The team analysed the fragment’s chemistry and minerology and speculated on the garnet’s origin. 

Professor Kizovski said: “Garnet is a classic example of a mineral often found in metamorphic rocks on Earth. The process of metamorphism transforms igneous or sedimentary rocks into a new form through exposure to extreme heat, high pressure or hot fluids.  

“On Mars, the heat and pressure needed to produce garnet through metamorphism could have come from the impact of a meteorite hitting the surface of Mars, magma rising up into the Martian crust or both.” 
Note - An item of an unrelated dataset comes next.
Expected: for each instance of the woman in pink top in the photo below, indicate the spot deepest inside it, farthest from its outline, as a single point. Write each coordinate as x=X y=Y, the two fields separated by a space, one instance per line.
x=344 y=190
Kizovski is quick to caution that the research doesn’t definitively indicate whether the garnet-bearing rock formed on Mars or was delivered to the Red Planet and incorporated into its surface in a meteorite landing, leaving the possibility for an “extra-Martian” origin. 

Scientists need to now study the garnet’s isotopic signatures to verify if it was originally produced on Mars or on another planetary body.  

“Measuring oxygen isotopes from the garnet-bearing rock type itself would help to confirm if it is Martian in origin or from an exotic meteorite impactor,” Kizovski said. “Isotopes are a collection of atoms with equal numbers of protons and electrons, but different numbers of neutrons.” 

However, that process would entail destroying some of the sample, “which was avoided thus far due to its rarity, as it may be the only garnet-bearing Martian rock we have for study,” she added. 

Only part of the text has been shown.